Dolly honors her uncle with display at Dollywood museum
After the sneak peak for Dollywood season ticket holders and a quick costume change, Dolly Parton reappeared at the Chasing Rainbows Museum in the park to dedicate a display room to her uncle, Bill Owens, the man she credits for her rise to fame.
"He was my first manager, the one that saw me when I was just a little thing singing my songs and doing my steps," Parton said. "He said, 'Hey, I think we can make some money at this.' He's actually been the one who's helped me the most through the years ... of course I thought it would be a wonderful thing to do some sort of tribute to him as part of the museum."
The room is forest-themed, reflecting Owens' involvement with the American Chestnut Foundation, which is dedicated to reintroducing the American chestnut tree to forests in the Eastern U.S. The musuem features to Parton memorabilia.
The theme also suggests "the old caves" in the Smokies where she used to roam, she said.
When she was older, it was Owens who drove her to Knoxville and Nashville at the beginning of her career.

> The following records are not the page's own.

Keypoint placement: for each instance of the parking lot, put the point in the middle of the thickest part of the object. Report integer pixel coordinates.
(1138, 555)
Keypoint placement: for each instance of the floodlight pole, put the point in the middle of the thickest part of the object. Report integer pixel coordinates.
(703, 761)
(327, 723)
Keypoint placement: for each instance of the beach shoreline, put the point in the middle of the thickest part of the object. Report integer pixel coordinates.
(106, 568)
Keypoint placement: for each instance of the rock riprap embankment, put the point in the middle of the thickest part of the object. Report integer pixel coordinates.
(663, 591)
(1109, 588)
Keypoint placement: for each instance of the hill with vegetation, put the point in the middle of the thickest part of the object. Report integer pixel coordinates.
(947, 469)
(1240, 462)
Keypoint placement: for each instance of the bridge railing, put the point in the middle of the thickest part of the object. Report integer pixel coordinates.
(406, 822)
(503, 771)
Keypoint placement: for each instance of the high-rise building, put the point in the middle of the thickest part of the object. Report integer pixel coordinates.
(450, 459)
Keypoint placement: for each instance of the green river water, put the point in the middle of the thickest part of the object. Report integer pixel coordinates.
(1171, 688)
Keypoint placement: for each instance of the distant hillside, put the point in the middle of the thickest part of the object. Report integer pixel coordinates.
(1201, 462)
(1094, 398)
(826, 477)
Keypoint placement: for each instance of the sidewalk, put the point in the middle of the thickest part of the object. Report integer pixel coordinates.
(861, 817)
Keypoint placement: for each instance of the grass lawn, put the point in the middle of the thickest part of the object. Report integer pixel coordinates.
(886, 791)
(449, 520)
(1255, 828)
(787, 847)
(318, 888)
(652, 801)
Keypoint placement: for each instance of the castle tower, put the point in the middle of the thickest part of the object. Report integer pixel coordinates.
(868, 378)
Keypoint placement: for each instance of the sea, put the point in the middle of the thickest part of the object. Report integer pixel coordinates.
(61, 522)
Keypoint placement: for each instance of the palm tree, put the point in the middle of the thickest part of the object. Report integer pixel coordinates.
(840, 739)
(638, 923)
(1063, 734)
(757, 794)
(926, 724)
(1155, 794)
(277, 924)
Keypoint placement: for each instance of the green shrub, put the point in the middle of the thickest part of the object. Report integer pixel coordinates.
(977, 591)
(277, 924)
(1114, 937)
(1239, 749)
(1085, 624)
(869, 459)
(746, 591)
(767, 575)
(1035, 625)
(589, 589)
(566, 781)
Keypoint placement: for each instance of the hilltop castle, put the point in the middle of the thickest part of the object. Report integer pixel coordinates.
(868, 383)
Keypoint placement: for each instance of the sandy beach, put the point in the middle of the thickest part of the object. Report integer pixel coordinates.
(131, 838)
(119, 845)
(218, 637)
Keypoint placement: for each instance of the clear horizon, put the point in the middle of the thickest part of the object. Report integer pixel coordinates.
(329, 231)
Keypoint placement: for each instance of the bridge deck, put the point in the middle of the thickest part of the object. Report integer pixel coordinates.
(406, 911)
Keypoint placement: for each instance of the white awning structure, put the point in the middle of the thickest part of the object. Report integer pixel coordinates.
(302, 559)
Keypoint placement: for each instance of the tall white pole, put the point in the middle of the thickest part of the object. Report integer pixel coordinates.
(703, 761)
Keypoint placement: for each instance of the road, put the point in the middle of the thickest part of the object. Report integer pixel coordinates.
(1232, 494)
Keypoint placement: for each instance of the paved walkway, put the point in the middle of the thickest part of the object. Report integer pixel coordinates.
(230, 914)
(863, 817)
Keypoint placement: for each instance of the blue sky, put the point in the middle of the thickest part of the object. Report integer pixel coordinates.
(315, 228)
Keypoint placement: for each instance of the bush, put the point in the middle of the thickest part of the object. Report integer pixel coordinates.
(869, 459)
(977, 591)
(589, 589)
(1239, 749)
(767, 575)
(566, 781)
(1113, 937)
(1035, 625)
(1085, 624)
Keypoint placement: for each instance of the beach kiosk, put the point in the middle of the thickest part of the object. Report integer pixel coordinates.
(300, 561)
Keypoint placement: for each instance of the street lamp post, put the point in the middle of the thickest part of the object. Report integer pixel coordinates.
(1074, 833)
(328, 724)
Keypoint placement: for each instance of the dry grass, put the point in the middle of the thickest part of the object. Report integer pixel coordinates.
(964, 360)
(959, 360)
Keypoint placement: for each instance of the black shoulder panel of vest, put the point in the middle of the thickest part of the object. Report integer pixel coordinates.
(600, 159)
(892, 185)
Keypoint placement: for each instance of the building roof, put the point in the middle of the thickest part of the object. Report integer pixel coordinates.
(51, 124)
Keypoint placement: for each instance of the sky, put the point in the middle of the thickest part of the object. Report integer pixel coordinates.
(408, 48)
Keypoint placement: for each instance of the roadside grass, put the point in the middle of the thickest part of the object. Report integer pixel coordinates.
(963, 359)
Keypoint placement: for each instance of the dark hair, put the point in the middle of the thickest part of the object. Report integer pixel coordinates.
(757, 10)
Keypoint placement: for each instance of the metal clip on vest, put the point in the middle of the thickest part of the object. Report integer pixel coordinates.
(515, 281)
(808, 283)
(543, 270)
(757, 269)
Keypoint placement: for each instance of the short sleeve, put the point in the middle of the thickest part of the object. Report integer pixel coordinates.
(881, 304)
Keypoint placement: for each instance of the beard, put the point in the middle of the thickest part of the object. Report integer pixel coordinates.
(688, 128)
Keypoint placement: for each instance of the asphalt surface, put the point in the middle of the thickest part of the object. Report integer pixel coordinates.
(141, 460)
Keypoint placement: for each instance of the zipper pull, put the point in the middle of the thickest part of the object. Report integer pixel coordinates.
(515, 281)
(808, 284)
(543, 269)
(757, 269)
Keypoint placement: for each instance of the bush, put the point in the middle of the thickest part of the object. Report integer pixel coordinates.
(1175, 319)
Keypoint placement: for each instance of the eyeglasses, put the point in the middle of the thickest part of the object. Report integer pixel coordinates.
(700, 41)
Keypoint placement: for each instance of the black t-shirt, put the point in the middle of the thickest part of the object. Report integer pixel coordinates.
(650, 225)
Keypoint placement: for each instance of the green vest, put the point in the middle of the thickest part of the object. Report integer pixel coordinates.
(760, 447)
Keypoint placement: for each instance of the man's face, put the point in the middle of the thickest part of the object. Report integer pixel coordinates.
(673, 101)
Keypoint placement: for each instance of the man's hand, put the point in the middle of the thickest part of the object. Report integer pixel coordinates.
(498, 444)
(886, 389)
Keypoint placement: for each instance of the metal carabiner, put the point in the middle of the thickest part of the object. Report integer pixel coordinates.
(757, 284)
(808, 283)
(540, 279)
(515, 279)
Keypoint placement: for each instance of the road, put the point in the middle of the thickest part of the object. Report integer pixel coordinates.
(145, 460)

"We traveled a lot, and right around here, too," Owens said. "When she was 10 years old I started taking her back and forth to 'The Cas Walker Show' in Knoxville. ... My old car, I just wore it out."
"But it worked, didn't it?" Parton said.
Parton said Owens will play music in the room when he's at the park, "answering questions, singing his songs and telling people about the old days."
"He's a wonderful guitar player and a wonderful songwriter, and we've written many songs together," Parton said. "... I know a lot of people get a lot of credit for my career, but if it hadn't been for you (Owens), I never would've gotten out of these hills."
"You didn't let me down," Owens said.